Le philosophe Emmanuel Levinas écrivait que « toute pensée généreuse est menacée par son stalinisme » (1). En ces temps où la politique étrangère comme la politique intérieure sont trop souvent en quête de boucs émissaires pour expliquer ce qui va mal, ces propos sont d’une grande actualité. La tentation de diaboliser l’autre, pour extérioriser le mal que l’on porte en soi, constitue le risque majeur de toute politique qui se veut généreuse. La pensée binaire qui divise le monde en bien et mal, en vrai et faux, en vice et vertu reste une pensée infantile incapable d’assumer la complexité et l’ambiguïté de l’être humain. S’il est important, au plan intellectuel, de distinguer le vrai du faux, le bien de mal, on tombe dans la confusion mentale et la violence aveugle lorsque l’on prétend classer les êtres humains au nom de ces valeurs, méconnaissant ainsi que chacun est porteur de la possibilité du meilleur et du pire.
Serions-nous alors condamnés à osciller entre deux attitudes : celle du détachement irresponsable de l’observateur amusé analysant les mauvaises fois de ses contemporains ou celle de l’action qui, au nom de l’efficacité, s’engouffre dans la pensée binaire brandissant l’étendard du bien et du vrai comme celui du mal et du faux. Pour sortit de ces deux impasses, écoutons encore un philosophe.
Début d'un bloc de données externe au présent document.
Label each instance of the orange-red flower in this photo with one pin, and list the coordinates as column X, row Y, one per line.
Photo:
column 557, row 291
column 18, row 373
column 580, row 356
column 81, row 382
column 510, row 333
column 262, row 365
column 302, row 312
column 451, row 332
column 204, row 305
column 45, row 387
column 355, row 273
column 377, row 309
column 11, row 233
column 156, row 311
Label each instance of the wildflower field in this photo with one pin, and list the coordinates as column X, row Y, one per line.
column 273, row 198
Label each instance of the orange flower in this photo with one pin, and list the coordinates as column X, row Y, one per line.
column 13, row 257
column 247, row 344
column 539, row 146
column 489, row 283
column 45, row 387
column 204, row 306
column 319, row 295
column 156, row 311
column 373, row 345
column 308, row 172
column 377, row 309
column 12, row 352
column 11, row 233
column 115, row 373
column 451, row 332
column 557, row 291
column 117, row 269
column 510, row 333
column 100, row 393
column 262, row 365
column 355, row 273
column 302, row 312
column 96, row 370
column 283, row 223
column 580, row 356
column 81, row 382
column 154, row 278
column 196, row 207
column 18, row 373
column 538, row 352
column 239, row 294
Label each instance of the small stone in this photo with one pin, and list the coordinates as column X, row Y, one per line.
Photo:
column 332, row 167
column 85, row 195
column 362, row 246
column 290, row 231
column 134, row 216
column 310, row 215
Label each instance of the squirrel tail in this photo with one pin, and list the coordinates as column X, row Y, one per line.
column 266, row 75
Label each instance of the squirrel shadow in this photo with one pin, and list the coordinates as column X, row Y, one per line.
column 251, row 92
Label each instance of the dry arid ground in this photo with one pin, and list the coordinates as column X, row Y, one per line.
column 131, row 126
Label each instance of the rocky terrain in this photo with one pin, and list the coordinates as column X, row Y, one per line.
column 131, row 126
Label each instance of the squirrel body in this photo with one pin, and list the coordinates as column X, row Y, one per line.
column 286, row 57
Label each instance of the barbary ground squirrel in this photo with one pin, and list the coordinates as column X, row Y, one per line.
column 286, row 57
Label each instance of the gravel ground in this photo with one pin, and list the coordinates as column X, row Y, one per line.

Dans le passionnant Dialogue avec Alain Finkielkraut publié aux éditions Pauvert, le philosophe allemand Peter Sloterdijk écrit ceci : « Notre travail de civilisation commence ici : reformuler un code de combat impliquant le souci de l’ennemi. Qui ne veut pas être responsable d’un ennemi a déjà cédé à la tentation du pire. Vouloir être responsable de son ennemi : ce serait le geste primordial d’une éthique civilisatrice des conflits ». (2)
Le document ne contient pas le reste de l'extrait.